Expérience de la continuité

Les auteurs font le travail pour eux-mêmes, ils le font depuis des ancrages et des continuités dont ils témoignent et qu’ils restituent (« Dans ma présence sereine, ici, maintenant, dans cette ville familière, devant ce vieux sequoia sempervierens dont les branches sont agitées par le vent, je fais l’expérience de cette continuité. Dans cette émeute où nous nous tenons ensemble au plan que nous nous sommes fixé, où les chants des camarades nous donnent du courage, où un street medic tire d’affaire un blessé à la tête, je fais l’expérience de cette continuité. Dans cette imprimerie où règne une antique Heidelberg 4 couleurs sur laquelle veille un ami tandis que je prépare les feuillets, qu’un autre ami colle et qu’un dernier massicote ce petit samizdat que nous avons conçu ensemble, dans cette ferveur et cet enthousiasme, je fais l’expérience de cette continuité » p. 127).

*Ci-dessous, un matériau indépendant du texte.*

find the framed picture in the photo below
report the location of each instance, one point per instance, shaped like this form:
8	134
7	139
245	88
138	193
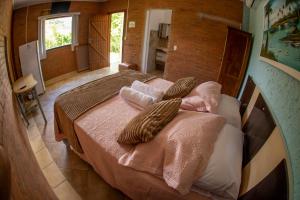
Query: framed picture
281	36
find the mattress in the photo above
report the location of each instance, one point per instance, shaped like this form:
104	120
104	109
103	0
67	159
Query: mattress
102	150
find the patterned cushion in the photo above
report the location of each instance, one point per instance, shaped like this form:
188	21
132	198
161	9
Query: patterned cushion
147	124
181	88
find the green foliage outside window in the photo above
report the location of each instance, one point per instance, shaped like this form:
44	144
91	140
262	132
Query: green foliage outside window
58	32
116	32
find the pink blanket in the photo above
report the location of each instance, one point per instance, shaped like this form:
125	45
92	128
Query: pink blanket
97	131
180	152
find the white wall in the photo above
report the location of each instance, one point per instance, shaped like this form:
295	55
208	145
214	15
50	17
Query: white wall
153	19
159	16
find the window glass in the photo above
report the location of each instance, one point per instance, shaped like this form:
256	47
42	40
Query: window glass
58	32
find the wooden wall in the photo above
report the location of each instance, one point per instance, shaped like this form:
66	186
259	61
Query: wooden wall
60	60
27	180
200	41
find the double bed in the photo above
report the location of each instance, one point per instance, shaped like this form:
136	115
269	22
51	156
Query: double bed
98	128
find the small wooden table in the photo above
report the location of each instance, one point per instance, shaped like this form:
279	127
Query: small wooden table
25	86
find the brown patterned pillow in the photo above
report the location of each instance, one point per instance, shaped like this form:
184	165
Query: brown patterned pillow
180	88
147	124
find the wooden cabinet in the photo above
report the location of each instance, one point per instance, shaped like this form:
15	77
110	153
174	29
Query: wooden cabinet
235	60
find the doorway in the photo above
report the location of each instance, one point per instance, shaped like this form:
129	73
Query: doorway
156	42
116	39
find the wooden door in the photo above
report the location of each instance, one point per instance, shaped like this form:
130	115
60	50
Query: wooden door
235	60
99	41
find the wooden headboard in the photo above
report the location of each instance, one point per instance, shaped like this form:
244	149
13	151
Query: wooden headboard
266	170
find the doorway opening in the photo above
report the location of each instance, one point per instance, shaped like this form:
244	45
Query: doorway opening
116	39
156	42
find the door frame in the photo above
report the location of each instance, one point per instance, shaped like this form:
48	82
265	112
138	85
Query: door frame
124	29
145	53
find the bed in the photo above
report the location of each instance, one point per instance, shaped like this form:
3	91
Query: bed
111	116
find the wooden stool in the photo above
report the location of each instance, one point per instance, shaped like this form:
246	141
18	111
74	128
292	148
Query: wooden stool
23	87
124	66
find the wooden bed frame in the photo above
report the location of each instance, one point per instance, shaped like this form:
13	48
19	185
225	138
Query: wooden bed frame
266	170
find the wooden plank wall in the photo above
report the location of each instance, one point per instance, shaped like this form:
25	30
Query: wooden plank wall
200	40
61	60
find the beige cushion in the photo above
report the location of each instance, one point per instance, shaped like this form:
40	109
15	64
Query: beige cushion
148	123
180	88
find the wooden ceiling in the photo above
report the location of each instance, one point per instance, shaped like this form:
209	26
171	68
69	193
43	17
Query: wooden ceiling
24	3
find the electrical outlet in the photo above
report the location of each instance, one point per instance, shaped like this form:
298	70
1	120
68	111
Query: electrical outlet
131	24
175	47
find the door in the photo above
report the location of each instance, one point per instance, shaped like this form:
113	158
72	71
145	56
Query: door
99	42
235	61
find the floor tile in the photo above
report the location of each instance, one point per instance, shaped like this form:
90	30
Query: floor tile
65	191
43	158
53	175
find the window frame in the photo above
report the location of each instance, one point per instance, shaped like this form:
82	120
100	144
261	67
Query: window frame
41	31
61	45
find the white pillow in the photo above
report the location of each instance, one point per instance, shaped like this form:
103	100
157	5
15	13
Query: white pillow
229	108
222	177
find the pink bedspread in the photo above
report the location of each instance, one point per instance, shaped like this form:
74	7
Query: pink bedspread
98	130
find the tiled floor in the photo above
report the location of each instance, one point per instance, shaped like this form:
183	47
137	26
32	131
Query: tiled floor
75	177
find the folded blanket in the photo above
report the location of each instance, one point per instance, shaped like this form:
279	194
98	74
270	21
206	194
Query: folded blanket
180	152
140	99
156	94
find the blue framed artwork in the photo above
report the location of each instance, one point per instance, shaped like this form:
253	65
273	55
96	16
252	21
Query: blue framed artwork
281	36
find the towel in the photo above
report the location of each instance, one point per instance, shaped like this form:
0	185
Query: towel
155	93
137	98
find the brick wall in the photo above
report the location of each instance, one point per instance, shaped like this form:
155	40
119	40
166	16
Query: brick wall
27	180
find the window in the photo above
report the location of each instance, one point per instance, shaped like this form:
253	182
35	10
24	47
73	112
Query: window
56	31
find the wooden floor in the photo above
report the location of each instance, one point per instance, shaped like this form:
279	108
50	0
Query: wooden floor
79	174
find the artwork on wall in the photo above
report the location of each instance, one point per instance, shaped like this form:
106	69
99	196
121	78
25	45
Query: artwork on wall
281	36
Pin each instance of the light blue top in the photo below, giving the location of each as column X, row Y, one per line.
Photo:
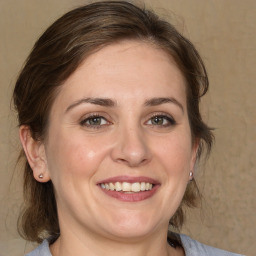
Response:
column 191, row 247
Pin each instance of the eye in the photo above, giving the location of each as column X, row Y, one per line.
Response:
column 94, row 121
column 161, row 120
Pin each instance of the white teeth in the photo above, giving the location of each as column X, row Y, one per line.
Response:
column 111, row 186
column 118, row 186
column 135, row 187
column 127, row 187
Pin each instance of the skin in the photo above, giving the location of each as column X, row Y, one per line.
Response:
column 127, row 140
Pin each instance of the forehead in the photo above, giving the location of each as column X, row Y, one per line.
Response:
column 125, row 68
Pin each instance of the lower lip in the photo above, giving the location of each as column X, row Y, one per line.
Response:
column 131, row 197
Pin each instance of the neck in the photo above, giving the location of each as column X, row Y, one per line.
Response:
column 80, row 245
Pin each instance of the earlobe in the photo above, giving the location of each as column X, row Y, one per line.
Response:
column 35, row 153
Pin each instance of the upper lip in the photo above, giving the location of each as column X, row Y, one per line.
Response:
column 129, row 179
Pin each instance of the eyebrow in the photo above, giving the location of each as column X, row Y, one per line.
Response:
column 95, row 101
column 159, row 101
column 111, row 103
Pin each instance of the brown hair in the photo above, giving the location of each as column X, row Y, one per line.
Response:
column 58, row 53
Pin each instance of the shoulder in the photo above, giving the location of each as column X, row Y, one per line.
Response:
column 194, row 248
column 42, row 250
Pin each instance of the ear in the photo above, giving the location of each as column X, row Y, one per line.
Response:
column 35, row 153
column 195, row 147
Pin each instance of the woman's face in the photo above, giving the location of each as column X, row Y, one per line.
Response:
column 119, row 148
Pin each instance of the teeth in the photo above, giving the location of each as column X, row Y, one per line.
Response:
column 127, row 187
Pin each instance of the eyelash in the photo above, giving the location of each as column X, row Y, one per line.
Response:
column 91, row 117
column 170, row 121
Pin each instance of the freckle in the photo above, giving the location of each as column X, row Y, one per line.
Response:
column 91, row 154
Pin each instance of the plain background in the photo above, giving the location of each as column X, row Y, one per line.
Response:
column 224, row 32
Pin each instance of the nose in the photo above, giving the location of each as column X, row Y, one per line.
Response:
column 131, row 148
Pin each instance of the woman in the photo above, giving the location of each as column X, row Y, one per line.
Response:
column 108, row 108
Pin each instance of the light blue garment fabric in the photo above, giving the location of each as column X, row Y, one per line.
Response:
column 191, row 247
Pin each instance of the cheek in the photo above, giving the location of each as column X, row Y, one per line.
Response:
column 74, row 156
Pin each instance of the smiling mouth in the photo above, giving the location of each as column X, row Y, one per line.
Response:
column 127, row 187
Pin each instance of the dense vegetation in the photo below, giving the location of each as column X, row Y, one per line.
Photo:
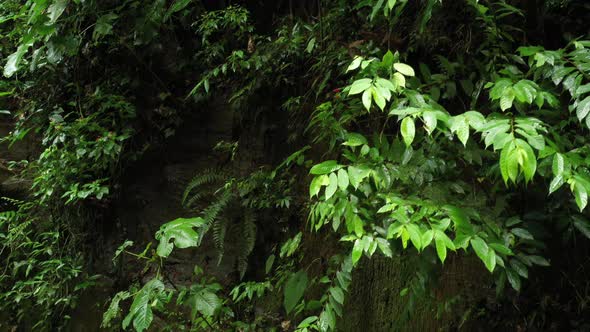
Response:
column 425, row 135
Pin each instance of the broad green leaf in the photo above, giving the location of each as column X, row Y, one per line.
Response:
column 182, row 234
column 581, row 196
column 430, row 121
column 415, row 235
column 522, row 233
column 332, row 186
column 558, row 164
column 520, row 268
column 583, row 226
column 507, row 99
column 490, row 260
column 140, row 312
column 441, row 249
column 513, row 279
column 480, row 247
column 325, row 167
column 524, row 92
column 15, row 59
column 383, row 245
column 583, row 108
column 388, row 59
column 337, row 294
column 399, row 80
column 355, row 63
column 342, row 179
column 357, row 251
column 360, row 86
column 354, row 139
column 204, row 302
column 56, row 9
column 404, row 69
column 538, row 260
column 367, row 98
column 556, row 183
column 408, row 130
column 294, row 289
column 269, row 263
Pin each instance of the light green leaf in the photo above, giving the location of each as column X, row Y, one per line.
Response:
column 507, row 99
column 56, row 9
column 430, row 121
column 332, row 186
column 357, row 251
column 367, row 98
column 480, row 247
column 359, row 86
column 441, row 250
column 325, row 167
column 399, row 80
column 337, row 294
column 140, row 311
column 408, row 130
column 182, row 234
column 581, row 196
column 354, row 139
column 556, row 183
column 355, row 63
column 404, row 69
column 294, row 289
column 342, row 179
column 583, row 108
column 204, row 302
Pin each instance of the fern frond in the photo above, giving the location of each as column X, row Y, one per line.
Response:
column 213, row 210
column 208, row 176
column 247, row 240
column 219, row 230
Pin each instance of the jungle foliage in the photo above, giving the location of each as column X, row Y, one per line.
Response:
column 408, row 128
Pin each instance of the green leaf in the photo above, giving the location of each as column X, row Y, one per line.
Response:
column 581, row 196
column 441, row 249
column 360, row 86
column 522, row 233
column 399, row 80
column 355, row 64
column 583, row 226
column 408, row 130
column 342, row 179
column 388, row 59
column 56, row 9
column 181, row 232
column 524, row 92
column 15, row 59
column 556, row 183
column 404, row 69
column 430, row 121
column 325, row 167
column 357, row 251
column 317, row 183
column 583, row 108
column 513, row 279
column 140, row 311
column 331, row 188
column 480, row 247
column 509, row 162
column 204, row 302
column 337, row 294
column 269, row 263
column 354, row 139
column 294, row 289
column 507, row 99
column 367, row 98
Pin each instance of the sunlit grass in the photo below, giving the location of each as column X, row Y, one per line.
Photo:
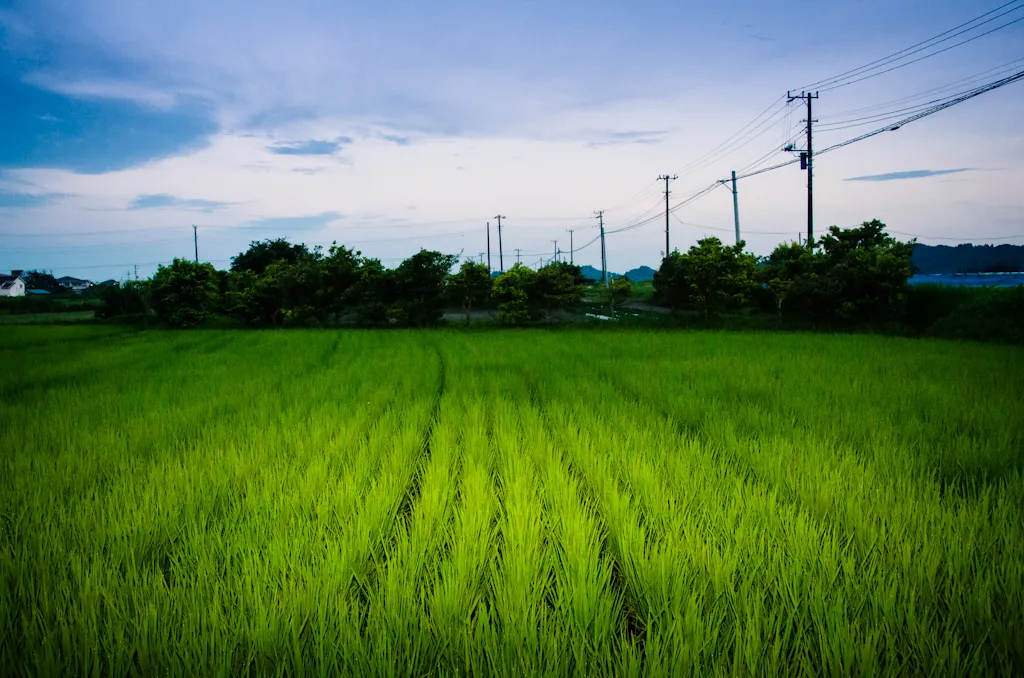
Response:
column 520, row 503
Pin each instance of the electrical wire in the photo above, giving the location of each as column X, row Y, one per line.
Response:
column 832, row 83
column 890, row 70
column 1009, row 67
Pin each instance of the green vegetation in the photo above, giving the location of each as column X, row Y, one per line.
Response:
column 508, row 503
column 856, row 280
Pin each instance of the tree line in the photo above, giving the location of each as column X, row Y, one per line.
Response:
column 278, row 284
column 853, row 278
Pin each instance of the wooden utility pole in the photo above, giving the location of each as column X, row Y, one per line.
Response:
column 501, row 257
column 735, row 201
column 667, row 179
column 604, row 260
column 488, row 248
column 807, row 163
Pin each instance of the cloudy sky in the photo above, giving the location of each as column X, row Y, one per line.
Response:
column 392, row 126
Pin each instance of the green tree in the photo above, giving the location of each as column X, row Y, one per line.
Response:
column 340, row 270
column 791, row 276
column 262, row 253
column 372, row 293
column 711, row 278
column 184, row 293
column 38, row 280
column 471, row 285
column 131, row 298
column 512, row 290
column 855, row 276
column 557, row 285
column 418, row 288
column 867, row 272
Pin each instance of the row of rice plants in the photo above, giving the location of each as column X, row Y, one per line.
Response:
column 227, row 543
column 875, row 570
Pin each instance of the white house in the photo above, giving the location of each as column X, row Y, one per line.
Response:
column 74, row 284
column 11, row 286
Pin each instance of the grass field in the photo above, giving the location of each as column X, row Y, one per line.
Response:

Ce mouvement est communicatif : où et quand, avec qui faisons-nous l’expérience de cette continuité ? Celle-ci nous donne le courage de ne pas nous mentir, dans un monde où chacun est invité à gérer une place qui le situe au sein d’un (ou de) « collectif(s) », et faire avec des nappes de discours que nous savons être faux mais qui occupent des portions immenses de nos espaces/temps et de nos pensées au point de sembler assurer cette continuité du réel alors qu’elle nous coupe de nos propres perceptions du « vrai ». Le livre donne du courage, car il propose non pas un programme ou un cadre, mais une manière de prendre une responsabilité, en comptant bien réellement sur les autres, dont les lecteurs.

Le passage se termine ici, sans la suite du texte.